A ceux qui mènent un combat contre la raison «abstraite» que l’idéologie progressiste associe naïvement aux divisions sociales, s’ajoutent, on le sait, ceux qui veulent bien soutenir l’enseignement pour tous à condition qu’il ne coûte pas cher.

L’importance du niveau académique du corps enseignant, pour la réussite des élèves et la réduction de l’inégalité des chances, a pourtant été mise en évidence par toutes les études comparatives réalisées depuis plus de quarante ans. Elles montrent que les facteurs qui favorisent la réussite des élèves issus des milieux défavorisés sont les suivants : l’exigence académique des cursus, la qualité du corps enseignant (liée à son niveau de recrutement et à sa reconnaissance sociale), la personnalité du chef d’établissement ainsi que la clarté des objectifs. Cette clarté des objectifs se traduit par le caractère explicite des exigences et des normes, la visibilité des règles de fonctionnement et des critères de réussite.

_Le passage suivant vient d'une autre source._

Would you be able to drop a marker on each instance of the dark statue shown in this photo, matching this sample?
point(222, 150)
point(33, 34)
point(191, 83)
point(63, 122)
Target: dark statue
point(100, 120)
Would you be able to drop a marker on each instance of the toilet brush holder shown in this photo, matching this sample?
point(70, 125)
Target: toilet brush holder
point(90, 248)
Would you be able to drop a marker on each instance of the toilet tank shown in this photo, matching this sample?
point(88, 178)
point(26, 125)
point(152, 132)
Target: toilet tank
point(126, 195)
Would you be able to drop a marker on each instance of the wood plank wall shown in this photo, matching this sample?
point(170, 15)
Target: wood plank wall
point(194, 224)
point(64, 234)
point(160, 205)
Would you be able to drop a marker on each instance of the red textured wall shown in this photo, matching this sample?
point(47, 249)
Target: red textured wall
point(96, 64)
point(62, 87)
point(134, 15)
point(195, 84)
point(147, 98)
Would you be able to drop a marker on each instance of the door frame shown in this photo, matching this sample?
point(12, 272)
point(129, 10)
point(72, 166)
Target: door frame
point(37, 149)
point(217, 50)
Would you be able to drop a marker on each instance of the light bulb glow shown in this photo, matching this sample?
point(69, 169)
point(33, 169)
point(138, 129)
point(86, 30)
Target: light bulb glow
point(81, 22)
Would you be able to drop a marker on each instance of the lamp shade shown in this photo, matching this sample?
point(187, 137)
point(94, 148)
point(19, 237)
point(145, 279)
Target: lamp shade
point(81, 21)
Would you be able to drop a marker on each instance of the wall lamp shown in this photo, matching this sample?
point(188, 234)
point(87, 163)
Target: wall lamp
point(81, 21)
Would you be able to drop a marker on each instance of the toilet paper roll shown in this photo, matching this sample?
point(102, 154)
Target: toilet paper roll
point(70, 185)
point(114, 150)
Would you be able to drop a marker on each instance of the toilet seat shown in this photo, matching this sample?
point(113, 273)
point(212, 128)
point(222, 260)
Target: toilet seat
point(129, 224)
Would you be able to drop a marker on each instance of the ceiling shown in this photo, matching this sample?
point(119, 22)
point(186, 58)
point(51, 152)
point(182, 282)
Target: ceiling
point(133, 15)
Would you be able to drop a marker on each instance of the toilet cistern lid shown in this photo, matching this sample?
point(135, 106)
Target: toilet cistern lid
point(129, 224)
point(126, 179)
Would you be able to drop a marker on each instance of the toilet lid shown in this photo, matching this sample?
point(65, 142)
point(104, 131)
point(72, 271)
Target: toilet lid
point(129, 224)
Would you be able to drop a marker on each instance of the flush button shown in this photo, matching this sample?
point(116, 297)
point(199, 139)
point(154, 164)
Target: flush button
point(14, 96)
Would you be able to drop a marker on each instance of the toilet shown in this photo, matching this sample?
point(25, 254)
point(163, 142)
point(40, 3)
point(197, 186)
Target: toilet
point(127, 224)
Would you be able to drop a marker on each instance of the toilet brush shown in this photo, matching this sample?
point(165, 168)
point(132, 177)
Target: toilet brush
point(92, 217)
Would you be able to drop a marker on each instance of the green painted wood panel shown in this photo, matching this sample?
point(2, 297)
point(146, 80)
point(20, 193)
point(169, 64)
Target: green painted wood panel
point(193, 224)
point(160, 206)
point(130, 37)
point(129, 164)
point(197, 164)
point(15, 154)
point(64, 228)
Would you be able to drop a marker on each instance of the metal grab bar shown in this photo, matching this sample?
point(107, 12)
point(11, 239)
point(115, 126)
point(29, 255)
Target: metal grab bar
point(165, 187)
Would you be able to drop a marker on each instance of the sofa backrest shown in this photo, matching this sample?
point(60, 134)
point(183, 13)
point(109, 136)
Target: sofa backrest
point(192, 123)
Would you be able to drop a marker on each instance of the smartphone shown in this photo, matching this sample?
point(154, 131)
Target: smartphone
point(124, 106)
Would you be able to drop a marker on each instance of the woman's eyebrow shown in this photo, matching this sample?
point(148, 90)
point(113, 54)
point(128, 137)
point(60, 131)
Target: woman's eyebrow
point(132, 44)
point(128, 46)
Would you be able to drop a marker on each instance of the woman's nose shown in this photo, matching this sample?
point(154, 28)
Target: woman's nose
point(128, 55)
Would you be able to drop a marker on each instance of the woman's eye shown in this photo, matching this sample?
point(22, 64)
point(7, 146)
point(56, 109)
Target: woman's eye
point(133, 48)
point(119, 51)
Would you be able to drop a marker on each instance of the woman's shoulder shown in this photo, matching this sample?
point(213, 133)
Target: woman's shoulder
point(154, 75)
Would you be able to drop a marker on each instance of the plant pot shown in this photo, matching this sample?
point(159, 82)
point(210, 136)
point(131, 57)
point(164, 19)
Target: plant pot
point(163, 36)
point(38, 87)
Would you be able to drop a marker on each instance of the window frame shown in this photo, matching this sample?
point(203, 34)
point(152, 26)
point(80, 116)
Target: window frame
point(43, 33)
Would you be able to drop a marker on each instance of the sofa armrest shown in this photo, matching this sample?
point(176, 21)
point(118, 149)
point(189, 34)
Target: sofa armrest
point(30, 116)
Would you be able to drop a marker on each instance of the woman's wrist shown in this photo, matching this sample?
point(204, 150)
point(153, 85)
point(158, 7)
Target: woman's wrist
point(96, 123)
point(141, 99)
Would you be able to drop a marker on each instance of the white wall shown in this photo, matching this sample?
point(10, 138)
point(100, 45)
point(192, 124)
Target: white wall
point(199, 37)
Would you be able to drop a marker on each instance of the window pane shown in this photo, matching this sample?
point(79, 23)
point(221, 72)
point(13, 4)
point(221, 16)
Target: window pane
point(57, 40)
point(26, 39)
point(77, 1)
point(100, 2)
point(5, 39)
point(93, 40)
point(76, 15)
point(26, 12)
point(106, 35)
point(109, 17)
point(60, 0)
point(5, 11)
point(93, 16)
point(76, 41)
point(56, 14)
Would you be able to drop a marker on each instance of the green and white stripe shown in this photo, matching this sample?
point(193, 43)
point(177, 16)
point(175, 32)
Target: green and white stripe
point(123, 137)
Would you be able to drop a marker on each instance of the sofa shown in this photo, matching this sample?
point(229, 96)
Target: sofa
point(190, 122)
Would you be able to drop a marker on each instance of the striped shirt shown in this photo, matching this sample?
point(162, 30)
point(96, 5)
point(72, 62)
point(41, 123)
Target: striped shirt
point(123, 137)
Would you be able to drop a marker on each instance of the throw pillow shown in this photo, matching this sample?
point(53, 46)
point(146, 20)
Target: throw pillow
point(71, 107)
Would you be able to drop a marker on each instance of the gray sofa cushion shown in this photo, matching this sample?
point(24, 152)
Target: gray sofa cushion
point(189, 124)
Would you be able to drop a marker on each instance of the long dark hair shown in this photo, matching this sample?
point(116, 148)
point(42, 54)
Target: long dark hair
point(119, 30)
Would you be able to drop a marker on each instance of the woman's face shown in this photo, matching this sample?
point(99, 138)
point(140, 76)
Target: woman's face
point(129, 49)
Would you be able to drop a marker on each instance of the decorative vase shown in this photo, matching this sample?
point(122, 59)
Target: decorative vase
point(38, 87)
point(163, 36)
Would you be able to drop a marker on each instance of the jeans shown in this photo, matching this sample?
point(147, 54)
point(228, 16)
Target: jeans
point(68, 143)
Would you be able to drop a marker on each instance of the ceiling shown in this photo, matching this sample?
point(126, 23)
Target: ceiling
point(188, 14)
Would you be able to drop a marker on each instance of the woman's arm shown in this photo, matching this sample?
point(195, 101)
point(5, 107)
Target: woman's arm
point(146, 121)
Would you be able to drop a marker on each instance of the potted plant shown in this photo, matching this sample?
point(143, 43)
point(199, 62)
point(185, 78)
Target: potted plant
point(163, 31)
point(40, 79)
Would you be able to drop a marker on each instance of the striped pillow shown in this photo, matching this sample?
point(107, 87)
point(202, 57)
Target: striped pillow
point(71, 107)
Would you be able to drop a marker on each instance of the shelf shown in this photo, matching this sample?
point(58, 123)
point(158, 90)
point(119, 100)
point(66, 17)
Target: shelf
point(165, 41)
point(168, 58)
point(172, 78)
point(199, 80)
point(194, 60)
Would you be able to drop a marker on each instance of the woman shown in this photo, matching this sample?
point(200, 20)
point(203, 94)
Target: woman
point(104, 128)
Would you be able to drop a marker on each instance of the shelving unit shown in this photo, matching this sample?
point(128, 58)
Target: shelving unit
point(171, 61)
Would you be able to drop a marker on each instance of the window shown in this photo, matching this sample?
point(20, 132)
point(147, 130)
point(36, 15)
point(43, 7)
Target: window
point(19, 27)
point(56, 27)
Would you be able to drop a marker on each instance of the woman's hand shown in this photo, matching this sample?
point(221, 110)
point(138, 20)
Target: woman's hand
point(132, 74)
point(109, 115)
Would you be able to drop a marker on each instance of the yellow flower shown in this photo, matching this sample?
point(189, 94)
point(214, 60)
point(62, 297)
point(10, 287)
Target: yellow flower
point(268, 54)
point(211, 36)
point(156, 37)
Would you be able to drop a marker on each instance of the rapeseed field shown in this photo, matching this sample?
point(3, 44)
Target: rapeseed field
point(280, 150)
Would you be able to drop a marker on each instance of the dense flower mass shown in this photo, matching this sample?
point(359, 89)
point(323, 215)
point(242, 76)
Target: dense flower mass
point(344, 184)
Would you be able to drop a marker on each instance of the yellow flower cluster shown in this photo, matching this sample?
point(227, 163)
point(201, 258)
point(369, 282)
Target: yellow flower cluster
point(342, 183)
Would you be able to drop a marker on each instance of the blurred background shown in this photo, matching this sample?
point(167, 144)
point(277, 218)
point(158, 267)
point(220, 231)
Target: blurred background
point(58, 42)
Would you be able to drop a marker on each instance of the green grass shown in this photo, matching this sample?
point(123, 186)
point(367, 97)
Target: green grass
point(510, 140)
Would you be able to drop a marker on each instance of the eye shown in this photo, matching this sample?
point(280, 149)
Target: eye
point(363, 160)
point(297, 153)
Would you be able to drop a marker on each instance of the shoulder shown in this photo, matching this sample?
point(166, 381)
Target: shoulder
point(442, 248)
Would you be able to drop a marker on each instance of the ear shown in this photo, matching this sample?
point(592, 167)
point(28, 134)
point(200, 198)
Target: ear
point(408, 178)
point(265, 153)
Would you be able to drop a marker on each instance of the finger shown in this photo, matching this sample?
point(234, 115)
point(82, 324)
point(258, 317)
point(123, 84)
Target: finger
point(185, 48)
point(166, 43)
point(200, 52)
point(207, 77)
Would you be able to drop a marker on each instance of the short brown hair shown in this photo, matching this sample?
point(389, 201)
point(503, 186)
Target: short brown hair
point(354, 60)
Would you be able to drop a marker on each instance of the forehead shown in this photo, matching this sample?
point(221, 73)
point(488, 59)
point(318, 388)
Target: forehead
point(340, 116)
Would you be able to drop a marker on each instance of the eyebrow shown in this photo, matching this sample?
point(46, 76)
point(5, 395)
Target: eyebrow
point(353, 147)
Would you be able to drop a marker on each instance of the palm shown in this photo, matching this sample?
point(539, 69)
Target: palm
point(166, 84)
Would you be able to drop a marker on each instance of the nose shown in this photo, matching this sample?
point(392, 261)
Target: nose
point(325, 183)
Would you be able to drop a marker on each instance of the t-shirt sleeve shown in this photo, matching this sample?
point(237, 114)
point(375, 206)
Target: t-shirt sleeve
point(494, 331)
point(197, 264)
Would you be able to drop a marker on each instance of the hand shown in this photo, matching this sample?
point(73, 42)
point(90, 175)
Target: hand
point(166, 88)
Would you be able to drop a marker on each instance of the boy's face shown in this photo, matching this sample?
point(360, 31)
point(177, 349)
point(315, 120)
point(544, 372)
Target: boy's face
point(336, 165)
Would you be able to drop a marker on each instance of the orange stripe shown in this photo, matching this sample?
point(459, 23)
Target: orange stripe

Contrairement aux idées reçues, les enseignants qui ont les meilleurs résultats dans les collèges réputés difficiles sont le plus à l’aise vis-à-vis du savoir qu’ils enseignent, et sans complexe au regard des idées martelées dans nombre d’IUFM.

Les IUFM créés par la loi sur l’éducation de 1989 pour unifier la formation des enseignants du premier et du second degré, ont été des instruments de la propagation des idées progressistes en matière pédagogique. Les universités qui les ont récemment intégrées ne protégeront pas nécessairement les futurs masters enseignants de l’influence d’idées fausses ou réductrices sur l’école et la pédagogie. Hier, la difficulté du Capes engageait nombre de candidats à ne présenter le concours, non au niveau bac + 3, mais bac + 4 ou bac + 5, après une ou deux années de master, en préparant en même temps l’agrégation. Demain, les masters enseignants prendront en charge la formation des futurs enseignants dès la licence. Ne prend-on pas alors le risque d’ouvrir grande la voie à la propagande au détriment de l’esprit critique ?

(1) «Livre vert sur l’évolution du métier d’enseignant», par Marcel Pochard, rapports au ministre de l’Education nationale, Paris, la Documentation française, 2008.